There is no company more vulnerable in the near term to the COVID-19 outbreak than Disney (NYSE:DIS). While the broader market has fallen more than 20% year to date, Disney's share price has already lost a third of its value this year.
The NCAA March Madness basketball tournament has cancelled all further games, and the NBA has suspended games for the current season. The Centers for Disease Control and Prevention (CDC) are advising people not to take unnecessary trips.
Disney is going to suffer in the short term. The combined revenue from the parks, experiences, and products and studios segments generated about half of its total revenue in fiscal 2019 (which ended in September). Operating profit from the parks segment alone made up 45% of Disney's total last year.
However, even if Disney were to shut down all of its parks and postpones movie releases, missing out on billions in revenue and profit in the process, Disney's long-term intrinsic value wouldn't be permanently impaired. Disney is one of my largest holdings, and last week I bought more shares.

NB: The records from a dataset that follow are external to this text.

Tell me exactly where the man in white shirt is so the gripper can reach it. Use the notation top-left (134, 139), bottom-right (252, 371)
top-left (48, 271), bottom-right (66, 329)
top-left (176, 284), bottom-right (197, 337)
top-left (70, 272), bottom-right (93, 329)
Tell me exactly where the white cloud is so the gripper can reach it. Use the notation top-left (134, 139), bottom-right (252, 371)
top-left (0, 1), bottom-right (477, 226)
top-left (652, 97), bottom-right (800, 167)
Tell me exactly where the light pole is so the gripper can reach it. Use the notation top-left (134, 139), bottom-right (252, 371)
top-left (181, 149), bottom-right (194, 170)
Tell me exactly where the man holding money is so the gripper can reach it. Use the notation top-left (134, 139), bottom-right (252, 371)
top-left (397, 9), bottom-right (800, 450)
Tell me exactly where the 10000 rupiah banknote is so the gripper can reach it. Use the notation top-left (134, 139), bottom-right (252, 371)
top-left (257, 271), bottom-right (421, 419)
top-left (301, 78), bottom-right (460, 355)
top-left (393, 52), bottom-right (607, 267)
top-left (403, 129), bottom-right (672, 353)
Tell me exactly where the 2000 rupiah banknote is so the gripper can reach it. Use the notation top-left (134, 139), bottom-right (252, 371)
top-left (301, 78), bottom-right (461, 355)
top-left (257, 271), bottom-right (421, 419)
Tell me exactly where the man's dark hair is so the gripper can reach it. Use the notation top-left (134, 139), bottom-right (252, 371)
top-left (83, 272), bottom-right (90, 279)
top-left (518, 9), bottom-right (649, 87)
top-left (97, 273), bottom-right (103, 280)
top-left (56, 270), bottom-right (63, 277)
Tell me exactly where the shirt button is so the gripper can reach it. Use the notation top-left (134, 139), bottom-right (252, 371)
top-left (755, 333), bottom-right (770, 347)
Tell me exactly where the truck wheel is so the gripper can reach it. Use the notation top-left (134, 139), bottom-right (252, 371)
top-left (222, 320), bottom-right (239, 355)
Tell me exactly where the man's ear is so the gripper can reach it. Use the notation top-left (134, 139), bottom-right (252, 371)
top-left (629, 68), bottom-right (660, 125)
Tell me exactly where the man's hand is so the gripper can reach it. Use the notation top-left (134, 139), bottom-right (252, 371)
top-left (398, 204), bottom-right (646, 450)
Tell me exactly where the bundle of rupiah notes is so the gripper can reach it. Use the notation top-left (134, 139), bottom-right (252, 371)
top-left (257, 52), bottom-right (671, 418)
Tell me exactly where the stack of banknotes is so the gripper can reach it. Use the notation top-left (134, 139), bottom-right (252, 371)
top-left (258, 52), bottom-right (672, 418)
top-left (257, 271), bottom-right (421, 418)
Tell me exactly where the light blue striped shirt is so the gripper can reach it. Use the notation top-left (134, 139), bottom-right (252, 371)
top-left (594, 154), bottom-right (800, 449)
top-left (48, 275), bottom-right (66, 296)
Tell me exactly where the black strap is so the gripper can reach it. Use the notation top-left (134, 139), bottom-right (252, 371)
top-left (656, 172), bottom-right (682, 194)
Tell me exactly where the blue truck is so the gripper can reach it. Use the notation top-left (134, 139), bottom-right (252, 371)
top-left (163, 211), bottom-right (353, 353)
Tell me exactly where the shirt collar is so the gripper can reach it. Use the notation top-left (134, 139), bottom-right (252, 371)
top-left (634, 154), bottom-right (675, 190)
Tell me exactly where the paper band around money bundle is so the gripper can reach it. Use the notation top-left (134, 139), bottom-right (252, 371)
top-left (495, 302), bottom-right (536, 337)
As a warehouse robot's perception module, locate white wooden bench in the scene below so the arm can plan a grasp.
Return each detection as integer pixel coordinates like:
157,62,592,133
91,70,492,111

Disney World isn't going away
It's important to remember that stocks are not valued based on how much profit a business will earn in a single year. What matters is how much profit that company is earning 20 years from now.
In an extreme, hypothetical scenario, Disney's earnings could be completely wiped out this year, but it makes no difference in the long run. The world will eventually get past this nasty virus, businesses will get their supply chains back in order, and those who wanted to go to Disney World for spring break will go next year.
At least some portions of the attractions in Shanghai, Hong Kong, Tokyo, Paris, Florida, and California have been temporarily closed, and Disney also delayed the release of Mulan in China. During the last conference call, management guided that the park closures in China would cut $145 million from operating income, which assumes the parks are closed for just two months. Clearly, if the virus lingers for several months, lower traffic is going to take a bite out of Disney's operating profit, which was $14.9 billion in fiscal 2019.
Disney+ is steadily adding subscribers, but at nearly 29 million as of early February, it's not a huge revenue contributor yet. Plus, it's losing money as Disney invests in content. Management doesn't expect Disney+ to earn a profit until fiscal 2024.
What would Warren Buffett do?
As Warren Buffett has said, "Predicting rain doesn't count, building the ark does." The more than 100-year history of the market has taught us that it goes up most of the time, but there are periods where it falls, and those downturns come when you least expect it.
Remember that you should never put money in the stock market that you'll need within five years for more important life stuff. Assuming you've gotten that taken care of, you shouldn't sell your stocks.
Here's another bit of wisdom from the greatest investor: "The best chance to deploy capital is when things are going down."
One of Buffett's all-time greatest investments was putting a quarter of Berkshire Hathaway's net assets in Coca-Cola stock in the aftermath of the 1987 Black Monday crash that sent the Dow Jones Industrial Average down 22.6% in a single day.
Disney and the global economy will survive the novel coronavirus. We've seen epidemics before that were much more life-threatening than COVID-19, and everything worked out in the end.
Fans will have to be content to stay home and watch old Star Wars flicks on Disney+ for the next few months. But when the virus finally fades away, Disney World will still be there.